Reputation: 446
Problem
After running CoreNLP over some text, I want to reconstruct a sentence adding the POS-tag for each Token and grouping the tokens that form an entity.
This could be easily done if there was a way to see which entity a Token belongs to.
Aproach
One option I was considering now was going through sentence.tokens()
and finding the index in a list containing only the Tokens from all the CoreEntityMentions for that sentence. Then I could see which CoreEntityMention that Token belongs to, so I can group them.
Another option could be to look the offsets of each Token in the sentence and compare it to the offset of each CoreEntityMention.

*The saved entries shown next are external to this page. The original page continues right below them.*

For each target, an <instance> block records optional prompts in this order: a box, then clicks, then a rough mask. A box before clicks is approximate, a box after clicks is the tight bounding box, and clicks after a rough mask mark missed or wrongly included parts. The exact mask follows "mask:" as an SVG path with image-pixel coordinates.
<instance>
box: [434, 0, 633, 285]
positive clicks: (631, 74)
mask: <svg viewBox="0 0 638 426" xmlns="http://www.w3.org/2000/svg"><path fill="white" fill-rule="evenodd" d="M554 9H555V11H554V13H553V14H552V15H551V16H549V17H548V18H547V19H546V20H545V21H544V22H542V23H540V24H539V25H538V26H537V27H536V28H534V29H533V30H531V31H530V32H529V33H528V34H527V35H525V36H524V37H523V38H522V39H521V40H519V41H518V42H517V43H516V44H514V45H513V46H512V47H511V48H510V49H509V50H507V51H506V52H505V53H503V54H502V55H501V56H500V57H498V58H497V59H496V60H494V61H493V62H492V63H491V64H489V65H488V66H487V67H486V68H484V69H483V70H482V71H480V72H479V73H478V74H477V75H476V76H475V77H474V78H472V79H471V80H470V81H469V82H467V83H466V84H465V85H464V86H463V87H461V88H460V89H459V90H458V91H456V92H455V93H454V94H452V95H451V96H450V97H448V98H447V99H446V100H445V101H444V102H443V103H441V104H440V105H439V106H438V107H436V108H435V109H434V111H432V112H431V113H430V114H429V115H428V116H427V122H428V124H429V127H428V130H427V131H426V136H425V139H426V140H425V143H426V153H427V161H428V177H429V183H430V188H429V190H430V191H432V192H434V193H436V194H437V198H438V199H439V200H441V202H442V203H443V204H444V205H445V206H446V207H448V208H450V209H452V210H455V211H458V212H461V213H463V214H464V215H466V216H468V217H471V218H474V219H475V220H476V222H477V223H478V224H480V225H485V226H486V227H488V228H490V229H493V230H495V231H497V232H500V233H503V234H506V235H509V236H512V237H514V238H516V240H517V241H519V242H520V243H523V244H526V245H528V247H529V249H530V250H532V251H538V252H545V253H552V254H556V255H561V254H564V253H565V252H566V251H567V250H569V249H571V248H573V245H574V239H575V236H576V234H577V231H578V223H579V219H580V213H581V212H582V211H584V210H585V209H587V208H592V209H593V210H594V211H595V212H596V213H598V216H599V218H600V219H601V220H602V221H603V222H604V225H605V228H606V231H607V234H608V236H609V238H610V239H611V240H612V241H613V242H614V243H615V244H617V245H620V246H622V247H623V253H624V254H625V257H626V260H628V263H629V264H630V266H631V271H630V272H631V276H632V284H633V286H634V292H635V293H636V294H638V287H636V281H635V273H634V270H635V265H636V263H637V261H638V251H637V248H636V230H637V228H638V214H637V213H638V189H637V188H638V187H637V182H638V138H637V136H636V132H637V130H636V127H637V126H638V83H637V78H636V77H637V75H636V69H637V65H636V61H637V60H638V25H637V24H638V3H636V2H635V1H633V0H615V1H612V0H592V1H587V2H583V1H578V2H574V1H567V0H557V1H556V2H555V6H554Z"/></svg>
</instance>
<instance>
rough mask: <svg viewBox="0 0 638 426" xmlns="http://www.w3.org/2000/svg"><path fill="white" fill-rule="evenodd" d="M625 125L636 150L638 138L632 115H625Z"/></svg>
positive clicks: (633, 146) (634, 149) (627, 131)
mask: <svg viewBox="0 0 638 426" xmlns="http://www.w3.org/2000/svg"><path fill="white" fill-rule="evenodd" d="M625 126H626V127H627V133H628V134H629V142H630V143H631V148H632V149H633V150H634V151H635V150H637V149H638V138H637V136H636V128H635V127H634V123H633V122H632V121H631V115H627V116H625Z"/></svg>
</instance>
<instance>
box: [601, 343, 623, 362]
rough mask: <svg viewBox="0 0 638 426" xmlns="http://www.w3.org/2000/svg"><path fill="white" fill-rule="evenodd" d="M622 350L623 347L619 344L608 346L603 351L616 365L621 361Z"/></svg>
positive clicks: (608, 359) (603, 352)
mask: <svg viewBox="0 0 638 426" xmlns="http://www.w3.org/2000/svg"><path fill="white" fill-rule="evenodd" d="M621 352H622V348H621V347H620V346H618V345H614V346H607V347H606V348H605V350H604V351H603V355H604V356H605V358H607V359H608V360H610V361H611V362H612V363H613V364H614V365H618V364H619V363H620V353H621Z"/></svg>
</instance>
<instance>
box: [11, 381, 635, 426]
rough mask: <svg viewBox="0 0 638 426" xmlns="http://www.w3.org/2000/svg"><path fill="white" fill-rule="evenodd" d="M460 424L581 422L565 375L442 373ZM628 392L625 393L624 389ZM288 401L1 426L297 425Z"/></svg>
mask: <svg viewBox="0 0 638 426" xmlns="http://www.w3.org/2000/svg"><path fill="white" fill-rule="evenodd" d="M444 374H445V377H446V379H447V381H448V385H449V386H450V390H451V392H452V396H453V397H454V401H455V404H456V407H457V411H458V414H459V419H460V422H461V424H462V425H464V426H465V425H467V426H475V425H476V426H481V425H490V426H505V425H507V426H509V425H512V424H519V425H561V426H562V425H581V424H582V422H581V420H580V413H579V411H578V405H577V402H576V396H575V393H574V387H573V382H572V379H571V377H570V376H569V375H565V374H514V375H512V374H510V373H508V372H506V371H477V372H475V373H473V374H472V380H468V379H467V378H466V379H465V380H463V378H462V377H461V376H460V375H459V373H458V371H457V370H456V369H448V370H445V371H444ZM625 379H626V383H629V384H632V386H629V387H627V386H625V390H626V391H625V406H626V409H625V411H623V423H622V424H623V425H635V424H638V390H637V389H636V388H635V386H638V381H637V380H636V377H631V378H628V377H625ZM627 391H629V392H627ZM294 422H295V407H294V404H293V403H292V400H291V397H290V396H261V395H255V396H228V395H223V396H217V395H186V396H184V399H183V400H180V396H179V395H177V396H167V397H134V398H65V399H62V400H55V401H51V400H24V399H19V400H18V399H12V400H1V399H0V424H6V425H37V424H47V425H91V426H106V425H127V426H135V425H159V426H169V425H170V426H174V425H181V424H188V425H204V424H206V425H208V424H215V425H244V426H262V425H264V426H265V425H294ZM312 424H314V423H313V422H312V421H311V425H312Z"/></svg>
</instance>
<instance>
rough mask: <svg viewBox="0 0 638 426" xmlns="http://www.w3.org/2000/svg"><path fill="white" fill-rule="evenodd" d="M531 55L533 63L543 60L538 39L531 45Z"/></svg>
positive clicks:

I think the question is similar to what was asked here, but since it was a while ago, maybe the API has changed since.
This is the setup:
Properties props = new Properties();
props.setProperty("annotators", "tokenize,ssplit,pos,lemma,ner");
pipeline = new StanfordCoreNLP(props);
String text = "Some text with entities goes here";
CoreDocument coreDoc = new CoreDocument(text);
// annotate the document
pipeline.annotate(coreDoc);
for (CoreSentence sentence : coreDoc.sentences()) {
// Code goes here
List<CoreEntityMention> em : sentence.entityMentions();
}
Upvotes: 1
Views: 173
Reputation: 8739
Each token in an entity mention contains an index to which entity mention in the document it corresponds to.
cl.get(CoreAnnotations.EntityMentionIndexAnnotation.class);
I'll make a note to add a convenience method for this future versions.
Upvotes: 1